With its sky-blue feather, this small songbird may not be the gaudiest fowl in the jungles of Costa Rica, but it’s definitely among the prettiest. Its song is a beautiful twittering with tseep sounds interspersed.
Adorned with a gorgeous black crest and a blue-tipped beak, the caracara is perhaps the most unique-looking raptor, not only in Costa Rica, but in the entire world. Despite being closely related to falcons, they are far larger, matching hawks and some eagles in size. It is a natural predator of many of the other birds here.
While toucans are well-known worldwide, the aracari (pronounced AR-ə-SAR-ee) with their serrated bills, unique color pattern and vivid fiery colors are less famous among their family, though their obscurity can hardly be attributed to lack of beauty.
Named for their plumage, which shifts gradually from bright green to a deep red right below the beak, these marvelous hummingbirds look like little rainbows in flight.
Despite its intimidating, powerful build, curassows typically eat only fruit and insects. That being said, these endangered birds can get very aggressive when threatened, and they can use their dinosaur-like physique to deadly effect. When trying to ward humans off, the great curassow will leap to great heights and attempt to rake the eyes.
This unique bird is notable not only for its coloring, but also for its distinct song: the oropendola dips forward in a bowing display and makes a chattering sound that increases in volume and intensity. Their nests resemble sacks that hang from the tree branches, and because they are rather social, you'll find trees adorned with many such nests.

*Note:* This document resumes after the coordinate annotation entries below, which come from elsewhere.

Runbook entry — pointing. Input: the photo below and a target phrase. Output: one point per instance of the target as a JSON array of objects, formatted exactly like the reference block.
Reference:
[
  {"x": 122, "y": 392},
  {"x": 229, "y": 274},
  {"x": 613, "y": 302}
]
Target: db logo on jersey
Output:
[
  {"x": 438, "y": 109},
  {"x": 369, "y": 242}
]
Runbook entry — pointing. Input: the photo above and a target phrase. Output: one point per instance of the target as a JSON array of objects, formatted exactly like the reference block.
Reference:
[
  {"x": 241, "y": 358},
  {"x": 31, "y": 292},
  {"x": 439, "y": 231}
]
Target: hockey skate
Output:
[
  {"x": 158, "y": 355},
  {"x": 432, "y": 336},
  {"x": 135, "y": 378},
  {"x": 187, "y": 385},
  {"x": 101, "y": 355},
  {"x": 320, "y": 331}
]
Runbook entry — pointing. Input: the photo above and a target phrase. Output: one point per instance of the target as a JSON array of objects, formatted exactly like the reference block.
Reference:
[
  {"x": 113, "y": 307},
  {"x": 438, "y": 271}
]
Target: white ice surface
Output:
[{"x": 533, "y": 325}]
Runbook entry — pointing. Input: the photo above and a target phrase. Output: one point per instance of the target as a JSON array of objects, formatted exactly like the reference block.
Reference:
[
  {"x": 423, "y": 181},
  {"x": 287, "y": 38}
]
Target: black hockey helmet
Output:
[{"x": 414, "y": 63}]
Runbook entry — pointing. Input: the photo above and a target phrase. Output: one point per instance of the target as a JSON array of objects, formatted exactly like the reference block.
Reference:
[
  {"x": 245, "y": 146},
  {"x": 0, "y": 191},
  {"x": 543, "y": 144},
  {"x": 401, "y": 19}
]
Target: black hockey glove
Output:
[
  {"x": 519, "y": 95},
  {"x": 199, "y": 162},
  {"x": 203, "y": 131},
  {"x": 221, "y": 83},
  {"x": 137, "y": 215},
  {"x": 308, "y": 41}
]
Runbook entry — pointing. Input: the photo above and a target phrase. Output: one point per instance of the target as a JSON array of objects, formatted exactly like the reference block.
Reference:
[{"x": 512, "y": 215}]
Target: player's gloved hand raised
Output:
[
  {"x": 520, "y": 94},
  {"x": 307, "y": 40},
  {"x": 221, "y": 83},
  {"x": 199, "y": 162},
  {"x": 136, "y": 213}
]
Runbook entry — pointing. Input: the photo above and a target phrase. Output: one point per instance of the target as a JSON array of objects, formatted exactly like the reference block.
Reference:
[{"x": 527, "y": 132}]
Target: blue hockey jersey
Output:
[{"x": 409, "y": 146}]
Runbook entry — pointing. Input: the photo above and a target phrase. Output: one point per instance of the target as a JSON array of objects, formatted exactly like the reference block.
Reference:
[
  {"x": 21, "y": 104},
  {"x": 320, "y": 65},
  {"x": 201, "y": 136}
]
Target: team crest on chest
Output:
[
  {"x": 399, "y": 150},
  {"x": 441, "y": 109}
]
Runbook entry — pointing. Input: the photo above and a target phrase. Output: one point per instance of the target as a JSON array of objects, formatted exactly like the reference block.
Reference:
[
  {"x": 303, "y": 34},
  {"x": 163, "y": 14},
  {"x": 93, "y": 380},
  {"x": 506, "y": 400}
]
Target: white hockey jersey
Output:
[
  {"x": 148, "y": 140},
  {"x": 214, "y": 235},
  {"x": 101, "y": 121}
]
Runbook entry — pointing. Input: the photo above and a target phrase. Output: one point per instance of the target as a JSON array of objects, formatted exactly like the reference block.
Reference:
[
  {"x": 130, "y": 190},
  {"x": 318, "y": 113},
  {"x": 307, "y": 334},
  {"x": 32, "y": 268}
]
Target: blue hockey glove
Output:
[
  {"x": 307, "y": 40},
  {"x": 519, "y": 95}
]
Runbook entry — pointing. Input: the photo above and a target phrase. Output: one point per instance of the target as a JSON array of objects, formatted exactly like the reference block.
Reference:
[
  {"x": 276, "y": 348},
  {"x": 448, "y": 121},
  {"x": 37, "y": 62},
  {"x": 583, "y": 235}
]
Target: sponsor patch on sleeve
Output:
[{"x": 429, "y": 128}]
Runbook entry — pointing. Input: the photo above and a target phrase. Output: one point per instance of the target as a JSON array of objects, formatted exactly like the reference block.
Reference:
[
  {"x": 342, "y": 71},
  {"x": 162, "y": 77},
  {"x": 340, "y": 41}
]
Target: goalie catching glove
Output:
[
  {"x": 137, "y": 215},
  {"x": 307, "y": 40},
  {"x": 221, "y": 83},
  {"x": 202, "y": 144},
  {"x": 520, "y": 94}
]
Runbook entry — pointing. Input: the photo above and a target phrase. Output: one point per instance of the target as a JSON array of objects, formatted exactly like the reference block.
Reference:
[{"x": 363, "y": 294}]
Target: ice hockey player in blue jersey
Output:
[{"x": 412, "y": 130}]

Another marvelous tropical raptor, the ornate hawk-eagle isn’t particularly large, but it’s a powerful hunter that can kill prey up to five times its own weight. It can be easily recognized due to the long crest growing at the back of its head. Juveniles' heads are almost entirely white and darken in shade as they grow up.
Every bit as majestic as its evocative name suggests, this is quite possibly the most beautiful bird in Central America. It has a bright metallic sheen, emerald-green plumage and a ruby-red breast, with males developing long, regal tail-feathers.
These night birds, so named for the white rings surrounding their eyes, don’t quite hoot. Their call has been likened rather to the sound of someone knocking on a door. The main function of this rapping call is to claim territory.
This zebra-headed waterfowl may look like a duck and a have a similar build to one, but it is actually more closely related to cranes. Rather like marsupials, the sungrebe has a pouch that allows it to carry its young within the folds of its skin.
This bird of prey joins the raptor beauty pageant with its striking black-and-white plumage and its signature V-shaped tail. While averaging at 1 lbs in weight, its wingspan can reach 4.5 feet.
Though somewhat less colorful than its fire-throated cousin, with its hooked bill, its deep, metallic purple plumage and translucent, dragonfly-like wings, it is every bit as beautiful.